A diretora Heloísa Passos tenta usar o cinema para aproximar sua mãe, personagem-título, da filha mais velha, Maísa, rompida com toda família há 22 anos por causa de contendas masculinas que ignoraram suas danosas reverberações. Eneida, hoje uma senhora octogenária, não abre mão da boa teimosia e vasculha, com ajuda de Heloísa, as brechas de um possível reencontro.

Eneida

Eneida é um filme difícil pois nos coloca diante de outra confrontação: aquele entre a severidade de uma filha aparentemente impassível aos apelos da protagonista, e o acolhimento absoluto que ela parece receber em suas outras relações. O distanciamento com Maísa nunca é completamente elucidado; na verdade, o documentário parece torná-lo ainda mais incompreensível. Se o cinema falha (por ora) como dispositivo de reconciliações, ele triunfa como uma ferramenta potente para despertar novos afetos. Não se conhece Eneida impunemente. Queremos abraçá-la também.

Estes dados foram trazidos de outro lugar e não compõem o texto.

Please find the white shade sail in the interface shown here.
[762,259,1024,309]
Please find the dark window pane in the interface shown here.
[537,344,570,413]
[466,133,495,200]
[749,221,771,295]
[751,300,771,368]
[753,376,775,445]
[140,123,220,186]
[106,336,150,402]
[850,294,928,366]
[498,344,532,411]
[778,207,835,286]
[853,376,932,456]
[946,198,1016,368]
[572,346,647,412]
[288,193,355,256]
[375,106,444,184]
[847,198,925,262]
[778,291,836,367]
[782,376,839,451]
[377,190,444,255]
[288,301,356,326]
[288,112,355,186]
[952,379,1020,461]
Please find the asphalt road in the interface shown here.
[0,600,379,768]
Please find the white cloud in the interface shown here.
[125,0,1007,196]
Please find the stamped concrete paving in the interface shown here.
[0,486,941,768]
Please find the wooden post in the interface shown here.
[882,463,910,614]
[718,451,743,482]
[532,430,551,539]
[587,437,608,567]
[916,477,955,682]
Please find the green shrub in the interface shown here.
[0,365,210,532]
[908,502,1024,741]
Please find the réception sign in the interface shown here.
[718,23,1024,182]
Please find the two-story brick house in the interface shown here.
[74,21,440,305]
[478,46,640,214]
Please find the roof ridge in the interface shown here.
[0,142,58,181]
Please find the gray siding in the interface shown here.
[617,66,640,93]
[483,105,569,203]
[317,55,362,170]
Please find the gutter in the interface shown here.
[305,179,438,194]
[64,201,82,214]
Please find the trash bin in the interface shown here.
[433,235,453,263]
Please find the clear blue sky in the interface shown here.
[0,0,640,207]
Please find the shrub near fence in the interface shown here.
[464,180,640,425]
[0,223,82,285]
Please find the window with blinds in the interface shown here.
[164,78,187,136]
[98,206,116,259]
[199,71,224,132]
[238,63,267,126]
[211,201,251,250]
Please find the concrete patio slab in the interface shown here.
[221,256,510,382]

Filmado de perto e com aconchego, este drama pessoal esbarra em dilemas coletivos. Eneida revela uma vida de negociações complicadas com as expectativas em torno da feminilidade dominante. A obra, entretanto, nos lembra de que não é possível, tampouco desejável, respeitar parâmetros tão apequenados de comportamento e conduta.

“Eneida” é um grito de amor e liberdade às mulheres imperfeitas.

Juliana Gusman é jornalista, professora e pesquisadora, doutoranda em Meios e Processos Audiovisuais pela ECA-USP. É colaboradora do blog Piracema, da plataforma de cinema artesanal Cardume Curtas.